For each of the six capabilities — Product Thinking, Workflow Awareness, Tool Mastery, Quality Judgment, Rapid Building, and Knowledge Sharing — provide:
Then provide 2–4 strengths backed by specific evidence, growth areas with a suggestion for each, and a short summary of where I'm strongest and where I can grow.
Follow it with one-on-one conversations. The self-assessment captures what shows up in chat history. It misses everything else. The questions that produced the most useful signal for us: What have you built that nobody else knows about? What's sitting unfinished? What would you build if you had protected time?
Score against the dimensions, but don't publicly rank. When people feel ranked, they optimize for the metric instead of actually growing. When they feel diagnosed, they engage. The distinction matters.

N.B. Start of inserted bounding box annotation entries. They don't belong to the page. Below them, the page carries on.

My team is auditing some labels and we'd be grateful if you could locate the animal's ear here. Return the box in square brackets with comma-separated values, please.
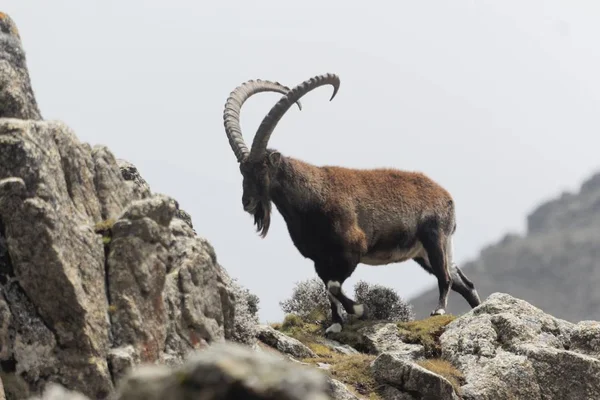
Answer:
[269, 151, 281, 167]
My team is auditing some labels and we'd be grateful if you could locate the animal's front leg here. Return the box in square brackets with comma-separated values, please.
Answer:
[325, 291, 343, 334]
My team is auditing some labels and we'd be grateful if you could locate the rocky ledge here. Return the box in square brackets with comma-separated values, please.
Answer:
[0, 8, 600, 400]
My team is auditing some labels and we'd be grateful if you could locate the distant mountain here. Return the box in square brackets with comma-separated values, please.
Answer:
[410, 173, 600, 321]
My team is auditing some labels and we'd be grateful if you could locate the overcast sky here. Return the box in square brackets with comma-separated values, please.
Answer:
[2, 0, 600, 321]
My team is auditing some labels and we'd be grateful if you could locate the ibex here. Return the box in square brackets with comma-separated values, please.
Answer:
[223, 74, 480, 333]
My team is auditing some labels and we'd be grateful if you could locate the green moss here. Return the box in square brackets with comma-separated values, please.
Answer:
[0, 371, 30, 400]
[281, 314, 304, 331]
[302, 353, 381, 400]
[94, 218, 116, 233]
[397, 315, 456, 358]
[417, 358, 465, 396]
[94, 218, 116, 246]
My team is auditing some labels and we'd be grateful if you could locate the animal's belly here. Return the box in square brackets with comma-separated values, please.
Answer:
[360, 242, 426, 265]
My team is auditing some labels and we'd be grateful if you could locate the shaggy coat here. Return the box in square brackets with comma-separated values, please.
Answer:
[224, 74, 480, 332]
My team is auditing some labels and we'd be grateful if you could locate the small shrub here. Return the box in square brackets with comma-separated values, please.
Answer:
[279, 278, 331, 322]
[94, 218, 115, 233]
[417, 358, 465, 395]
[354, 281, 414, 322]
[231, 279, 259, 345]
[398, 314, 456, 358]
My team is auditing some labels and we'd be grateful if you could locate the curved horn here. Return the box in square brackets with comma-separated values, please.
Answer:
[249, 74, 340, 160]
[223, 79, 302, 162]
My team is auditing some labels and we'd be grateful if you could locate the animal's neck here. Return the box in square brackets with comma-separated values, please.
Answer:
[271, 156, 322, 218]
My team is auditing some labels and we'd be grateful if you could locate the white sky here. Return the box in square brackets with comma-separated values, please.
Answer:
[2, 0, 600, 321]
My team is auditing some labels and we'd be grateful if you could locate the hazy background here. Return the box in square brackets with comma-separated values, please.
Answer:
[1, 0, 600, 321]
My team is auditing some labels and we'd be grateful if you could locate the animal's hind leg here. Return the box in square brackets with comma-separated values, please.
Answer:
[421, 229, 452, 315]
[446, 236, 481, 308]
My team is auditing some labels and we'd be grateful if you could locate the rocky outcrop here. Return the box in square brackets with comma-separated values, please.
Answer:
[116, 343, 332, 400]
[410, 173, 600, 322]
[440, 293, 600, 400]
[0, 12, 42, 120]
[0, 10, 234, 399]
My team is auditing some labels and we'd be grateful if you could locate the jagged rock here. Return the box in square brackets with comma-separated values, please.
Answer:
[116, 343, 331, 400]
[411, 173, 600, 323]
[569, 321, 600, 359]
[0, 12, 42, 120]
[0, 13, 234, 399]
[358, 323, 424, 359]
[371, 353, 459, 400]
[318, 338, 359, 355]
[0, 119, 112, 398]
[328, 378, 358, 400]
[379, 385, 421, 400]
[29, 383, 90, 400]
[256, 325, 317, 358]
[117, 159, 152, 200]
[108, 345, 140, 382]
[91, 146, 139, 220]
[440, 293, 600, 399]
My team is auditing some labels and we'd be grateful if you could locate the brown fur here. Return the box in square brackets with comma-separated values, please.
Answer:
[240, 150, 479, 332]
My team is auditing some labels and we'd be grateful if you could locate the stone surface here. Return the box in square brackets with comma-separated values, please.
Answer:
[256, 325, 317, 358]
[0, 119, 112, 398]
[371, 353, 459, 400]
[358, 323, 424, 359]
[116, 159, 195, 233]
[29, 383, 90, 400]
[440, 293, 600, 399]
[328, 378, 359, 400]
[410, 173, 600, 323]
[0, 12, 42, 120]
[116, 343, 331, 400]
[107, 195, 233, 363]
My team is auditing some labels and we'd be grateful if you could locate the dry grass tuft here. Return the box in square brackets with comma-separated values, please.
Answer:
[398, 315, 456, 358]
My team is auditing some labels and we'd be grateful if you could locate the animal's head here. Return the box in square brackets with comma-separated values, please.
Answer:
[223, 74, 340, 237]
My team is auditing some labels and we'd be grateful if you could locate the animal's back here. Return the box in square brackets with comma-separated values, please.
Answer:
[323, 167, 454, 265]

The question most companies are asking is “are people using AI?” That's the wrong question. Usage is a given at this point. The better question is: is the knowledge compounding? Is what one person learns available to the next person who needs it? Is individual capability becoming organizational capability — or is it trapped in personal folders, on individual laptops, in projects nobody else can see?
When we ran this process internally, the honest answer to most of those questions was no. Not because people weren't capable — because nothing in the organization was designed to make individual skill compound. That's what this research was designed to surface. And once you can see where the gaps are, you can design specific interventions for each one.